Speakerboxxx/The Love Below has become OutKast’s most successful album to date, going 11 times platinum and earning the dynamic duo a Grammy for Album of the Year.

After that whirlwind of accomplishments, André and Big Boi began working on a joint film called Idlewild, along with an accompanying soundtrack (released in 2006). Though the soundtrack was meant to be a follow-up to Speakerboxxx/The Love Below, Idlewild didn’t nearly the same commercial success. The film, which tells the story of a juke joint in a Depression-era Georgia town, received mixed reviews. The album faired a little better.

In 2007, Big Boi announced plans to release a solo album (and not the kinda-sorta solo album that was Speakerboxxx). Sir Lucious Left Foot: The Son of Chico Dusty was released in 2010 to mass critical acclaim.

André took a break from music for a while to do some acting and launch a clothing line called “Benjamin Bixby” (so damn classy). Eventually, he went back to music to do some guest vocals on various songs and remixes, including Frank Ocean’s “Pink Matter.”

But Why OutKast?
André and Big Boi still secretly work together (see Big Boi’s remix of Frank Ocean’s “Pink Matter”), so new material isn’t entirely out of the question. But we may not see a new OutKast album for a while.

What Does Sam Think?
I was kind of wary about making an OutKast entry because I’ve always associated these guys as an early 2000s group rather than a ‘90s group. But I think that perception of them has to do with commercial appeal. André and Big Boi made great music in the ‘90s, but it didn’t reach a wide enough audience.

So the question becomes, did OutKast sell out?

I’ve never explored the concept of “selling out” with a hip-hop act before simply because I don’t listen to enough hip-hop. I’ll admit that I got into OutKast after hearing “Hey Ya!” and discovering the one and only masterpiece “Ms. Jackson.” Those songs have mass appeal for two slightly different reasons.

“Hey Ya!” is pure pop magic. It’s catchy, it’s danceable and it has one of the most fantastic videos of the 2000s. It’s got to be the greatest song of the 2000s (VH1 got it wrong, but don’t even get me started on that awful list).

Now let’s look at “Ms. Jackson.” It’s still catchy, though not in that “get all the girls on the dance floor” way. It’s a fairly personal song since it deals with André’s relationship with former girlfriend Erykah Badu and her mother, who is the real life “Ms. Jackson.” The animosity between a woman’s mother and her daughter’s boyfriend or husband is relatable, which is one of reasons why this song became so popular.

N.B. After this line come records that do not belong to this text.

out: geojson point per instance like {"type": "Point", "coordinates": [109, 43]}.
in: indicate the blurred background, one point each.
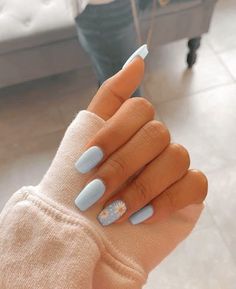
{"type": "Point", "coordinates": [55, 54]}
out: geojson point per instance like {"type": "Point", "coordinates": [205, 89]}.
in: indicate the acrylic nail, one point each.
{"type": "Point", "coordinates": [142, 51]}
{"type": "Point", "coordinates": [141, 215]}
{"type": "Point", "coordinates": [90, 194]}
{"type": "Point", "coordinates": [112, 212]}
{"type": "Point", "coordinates": [89, 159]}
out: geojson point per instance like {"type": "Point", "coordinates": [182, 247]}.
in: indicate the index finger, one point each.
{"type": "Point", "coordinates": [117, 89]}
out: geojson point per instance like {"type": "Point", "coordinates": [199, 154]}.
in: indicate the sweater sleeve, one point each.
{"type": "Point", "coordinates": [46, 242]}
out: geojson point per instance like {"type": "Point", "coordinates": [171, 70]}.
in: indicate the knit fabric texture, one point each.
{"type": "Point", "coordinates": [46, 242]}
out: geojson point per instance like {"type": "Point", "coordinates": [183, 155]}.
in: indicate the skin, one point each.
{"type": "Point", "coordinates": [158, 172]}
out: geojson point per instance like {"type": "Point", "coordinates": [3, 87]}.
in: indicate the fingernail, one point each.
{"type": "Point", "coordinates": [89, 159]}
{"type": "Point", "coordinates": [92, 192]}
{"type": "Point", "coordinates": [142, 51]}
{"type": "Point", "coordinates": [141, 215]}
{"type": "Point", "coordinates": [112, 212]}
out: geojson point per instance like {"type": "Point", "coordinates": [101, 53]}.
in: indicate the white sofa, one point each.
{"type": "Point", "coordinates": [38, 37]}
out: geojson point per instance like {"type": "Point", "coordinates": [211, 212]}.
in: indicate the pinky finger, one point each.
{"type": "Point", "coordinates": [190, 189]}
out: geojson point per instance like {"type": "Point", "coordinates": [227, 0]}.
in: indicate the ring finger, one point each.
{"type": "Point", "coordinates": [141, 149]}
{"type": "Point", "coordinates": [156, 177]}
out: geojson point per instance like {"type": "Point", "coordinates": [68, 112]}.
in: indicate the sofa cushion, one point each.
{"type": "Point", "coordinates": [29, 23]}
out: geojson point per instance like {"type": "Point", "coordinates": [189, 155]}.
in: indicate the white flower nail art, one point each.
{"type": "Point", "coordinates": [112, 212]}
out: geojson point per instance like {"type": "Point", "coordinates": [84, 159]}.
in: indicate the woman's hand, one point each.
{"type": "Point", "coordinates": [140, 174]}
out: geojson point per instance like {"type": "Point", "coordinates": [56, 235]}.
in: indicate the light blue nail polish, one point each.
{"type": "Point", "coordinates": [89, 159]}
{"type": "Point", "coordinates": [141, 51]}
{"type": "Point", "coordinates": [141, 215]}
{"type": "Point", "coordinates": [112, 212]}
{"type": "Point", "coordinates": [92, 192]}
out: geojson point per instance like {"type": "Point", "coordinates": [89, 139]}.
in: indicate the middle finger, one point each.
{"type": "Point", "coordinates": [142, 148]}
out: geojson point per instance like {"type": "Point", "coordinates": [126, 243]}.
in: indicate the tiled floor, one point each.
{"type": "Point", "coordinates": [198, 106]}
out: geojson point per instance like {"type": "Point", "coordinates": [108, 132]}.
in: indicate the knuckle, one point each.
{"type": "Point", "coordinates": [155, 130]}
{"type": "Point", "coordinates": [117, 166]}
{"type": "Point", "coordinates": [143, 105]}
{"type": "Point", "coordinates": [201, 183]}
{"type": "Point", "coordinates": [141, 190]}
{"type": "Point", "coordinates": [171, 202]}
{"type": "Point", "coordinates": [180, 154]}
{"type": "Point", "coordinates": [106, 86]}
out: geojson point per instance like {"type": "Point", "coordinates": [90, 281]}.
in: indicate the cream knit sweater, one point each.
{"type": "Point", "coordinates": [47, 243]}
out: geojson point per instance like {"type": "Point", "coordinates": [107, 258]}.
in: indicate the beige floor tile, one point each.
{"type": "Point", "coordinates": [25, 163]}
{"type": "Point", "coordinates": [229, 59]}
{"type": "Point", "coordinates": [200, 262]}
{"type": "Point", "coordinates": [222, 204]}
{"type": "Point", "coordinates": [223, 29]}
{"type": "Point", "coordinates": [205, 125]}
{"type": "Point", "coordinates": [167, 76]}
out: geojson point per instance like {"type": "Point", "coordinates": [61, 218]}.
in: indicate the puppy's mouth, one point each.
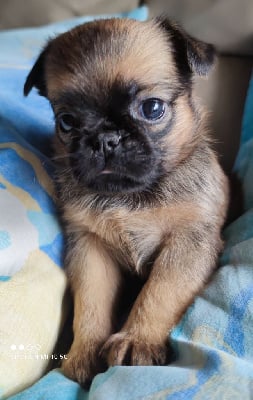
{"type": "Point", "coordinates": [118, 174]}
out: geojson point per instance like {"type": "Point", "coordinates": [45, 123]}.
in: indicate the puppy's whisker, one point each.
{"type": "Point", "coordinates": [63, 156]}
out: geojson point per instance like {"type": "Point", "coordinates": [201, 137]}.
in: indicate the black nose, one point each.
{"type": "Point", "coordinates": [108, 141]}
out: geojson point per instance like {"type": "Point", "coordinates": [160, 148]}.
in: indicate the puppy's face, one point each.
{"type": "Point", "coordinates": [121, 94]}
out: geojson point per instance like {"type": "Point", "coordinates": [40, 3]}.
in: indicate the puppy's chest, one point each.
{"type": "Point", "coordinates": [133, 237]}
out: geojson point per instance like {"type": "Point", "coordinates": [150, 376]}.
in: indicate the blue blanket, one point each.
{"type": "Point", "coordinates": [214, 340]}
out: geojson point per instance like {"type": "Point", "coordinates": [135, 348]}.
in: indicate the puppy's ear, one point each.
{"type": "Point", "coordinates": [36, 77]}
{"type": "Point", "coordinates": [191, 54]}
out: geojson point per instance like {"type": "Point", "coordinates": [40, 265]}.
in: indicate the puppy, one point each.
{"type": "Point", "coordinates": [141, 192]}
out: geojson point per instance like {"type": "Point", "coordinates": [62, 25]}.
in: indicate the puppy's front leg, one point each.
{"type": "Point", "coordinates": [95, 280]}
{"type": "Point", "coordinates": [180, 271]}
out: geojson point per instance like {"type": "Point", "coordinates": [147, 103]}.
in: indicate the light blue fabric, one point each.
{"type": "Point", "coordinates": [214, 340]}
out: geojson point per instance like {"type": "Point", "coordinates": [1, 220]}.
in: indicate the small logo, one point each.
{"type": "Point", "coordinates": [32, 352]}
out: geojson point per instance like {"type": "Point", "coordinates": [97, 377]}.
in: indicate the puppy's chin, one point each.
{"type": "Point", "coordinates": [108, 182]}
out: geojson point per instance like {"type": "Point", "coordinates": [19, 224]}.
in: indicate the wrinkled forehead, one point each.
{"type": "Point", "coordinates": [95, 55]}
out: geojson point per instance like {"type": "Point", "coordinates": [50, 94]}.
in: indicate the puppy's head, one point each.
{"type": "Point", "coordinates": [121, 94]}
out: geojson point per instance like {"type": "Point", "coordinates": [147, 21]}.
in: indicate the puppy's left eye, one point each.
{"type": "Point", "coordinates": [67, 122]}
{"type": "Point", "coordinates": [153, 109]}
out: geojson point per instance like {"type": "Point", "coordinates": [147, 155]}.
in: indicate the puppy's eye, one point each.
{"type": "Point", "coordinates": [67, 122]}
{"type": "Point", "coordinates": [153, 109]}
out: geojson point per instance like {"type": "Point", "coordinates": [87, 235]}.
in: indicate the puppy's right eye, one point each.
{"type": "Point", "coordinates": [67, 122]}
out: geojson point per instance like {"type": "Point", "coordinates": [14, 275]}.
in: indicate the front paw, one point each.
{"type": "Point", "coordinates": [83, 363]}
{"type": "Point", "coordinates": [126, 349]}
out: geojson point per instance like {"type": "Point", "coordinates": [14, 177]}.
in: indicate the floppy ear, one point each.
{"type": "Point", "coordinates": [36, 77]}
{"type": "Point", "coordinates": [191, 54]}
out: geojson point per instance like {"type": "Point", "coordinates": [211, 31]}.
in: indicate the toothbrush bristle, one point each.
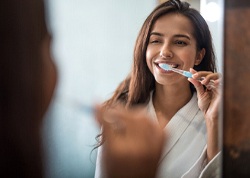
{"type": "Point", "coordinates": [165, 66]}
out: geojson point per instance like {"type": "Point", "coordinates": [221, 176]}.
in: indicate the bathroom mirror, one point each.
{"type": "Point", "coordinates": [93, 45]}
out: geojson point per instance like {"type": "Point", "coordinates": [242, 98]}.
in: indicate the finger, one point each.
{"type": "Point", "coordinates": [199, 87]}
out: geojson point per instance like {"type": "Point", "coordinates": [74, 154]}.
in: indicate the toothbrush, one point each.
{"type": "Point", "coordinates": [182, 72]}
{"type": "Point", "coordinates": [179, 71]}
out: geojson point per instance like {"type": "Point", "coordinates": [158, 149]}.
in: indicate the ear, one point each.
{"type": "Point", "coordinates": [200, 56]}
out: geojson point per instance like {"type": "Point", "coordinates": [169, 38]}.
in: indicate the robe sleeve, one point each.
{"type": "Point", "coordinates": [203, 170]}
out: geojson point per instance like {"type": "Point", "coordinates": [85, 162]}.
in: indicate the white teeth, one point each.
{"type": "Point", "coordinates": [174, 65]}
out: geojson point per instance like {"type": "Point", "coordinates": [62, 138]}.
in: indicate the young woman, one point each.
{"type": "Point", "coordinates": [185, 108]}
{"type": "Point", "coordinates": [27, 81]}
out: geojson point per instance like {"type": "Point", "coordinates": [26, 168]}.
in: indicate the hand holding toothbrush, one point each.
{"type": "Point", "coordinates": [209, 100]}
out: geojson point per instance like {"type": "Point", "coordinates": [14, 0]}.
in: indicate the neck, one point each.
{"type": "Point", "coordinates": [168, 100]}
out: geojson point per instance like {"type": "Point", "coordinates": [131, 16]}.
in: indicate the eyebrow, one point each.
{"type": "Point", "coordinates": [176, 35]}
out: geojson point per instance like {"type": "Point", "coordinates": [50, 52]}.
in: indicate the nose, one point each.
{"type": "Point", "coordinates": [166, 51]}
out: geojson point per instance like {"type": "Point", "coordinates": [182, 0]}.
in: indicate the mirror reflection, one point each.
{"type": "Point", "coordinates": [93, 44]}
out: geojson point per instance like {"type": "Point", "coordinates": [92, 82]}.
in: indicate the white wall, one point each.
{"type": "Point", "coordinates": [93, 45]}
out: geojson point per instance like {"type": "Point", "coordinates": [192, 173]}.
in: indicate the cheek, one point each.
{"type": "Point", "coordinates": [149, 60]}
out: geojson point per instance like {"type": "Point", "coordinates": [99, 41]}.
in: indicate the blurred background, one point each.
{"type": "Point", "coordinates": [93, 45]}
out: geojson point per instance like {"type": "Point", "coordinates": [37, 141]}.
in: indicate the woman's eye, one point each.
{"type": "Point", "coordinates": [182, 43]}
{"type": "Point", "coordinates": [154, 41]}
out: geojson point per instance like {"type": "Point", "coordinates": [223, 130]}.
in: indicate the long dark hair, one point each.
{"type": "Point", "coordinates": [136, 88]}
{"type": "Point", "coordinates": [22, 29]}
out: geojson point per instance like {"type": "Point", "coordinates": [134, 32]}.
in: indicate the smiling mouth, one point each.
{"type": "Point", "coordinates": [171, 65]}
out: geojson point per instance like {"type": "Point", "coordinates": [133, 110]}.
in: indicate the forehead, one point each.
{"type": "Point", "coordinates": [173, 23]}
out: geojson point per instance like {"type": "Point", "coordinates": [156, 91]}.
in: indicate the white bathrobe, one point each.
{"type": "Point", "coordinates": [184, 154]}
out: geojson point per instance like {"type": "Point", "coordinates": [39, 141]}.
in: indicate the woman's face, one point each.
{"type": "Point", "coordinates": [172, 42]}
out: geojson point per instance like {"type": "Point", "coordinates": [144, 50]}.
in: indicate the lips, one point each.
{"type": "Point", "coordinates": [173, 65]}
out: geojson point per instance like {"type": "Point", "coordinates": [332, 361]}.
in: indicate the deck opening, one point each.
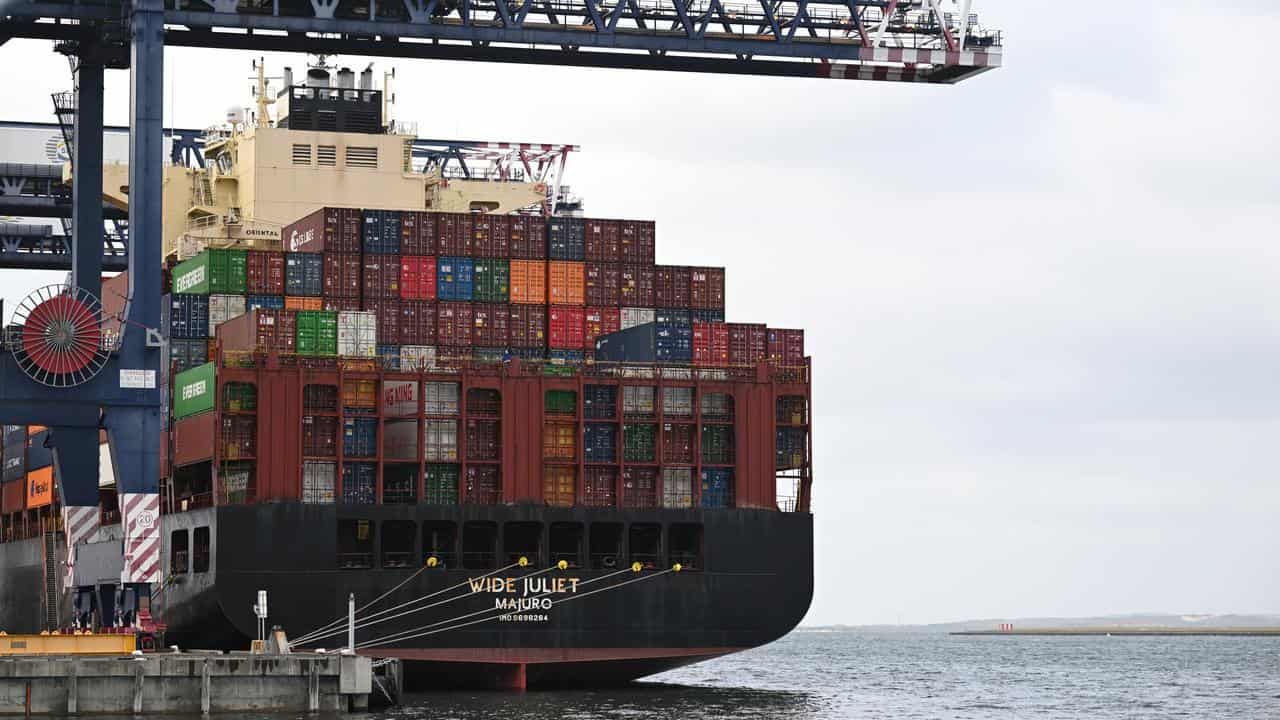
{"type": "Point", "coordinates": [479, 546]}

I’m not saying OutKast songs lost substance after Stankonia. André and Big Boi like to experiment and that’s what makes OutKast such a great project.

So did OutKast sell out? Of course not. Yes, there’s a big difference between Aquemini and Speakerboxxx/The Love Below, but it’s still the same group working with different styles and subject matter.

Bottom line: OutKast is an important part of hip-hop history, and André and Big Boi will no doubt continue to churn out great music, together or separately.

-- Sam Boyer, reporting from the ‘90s.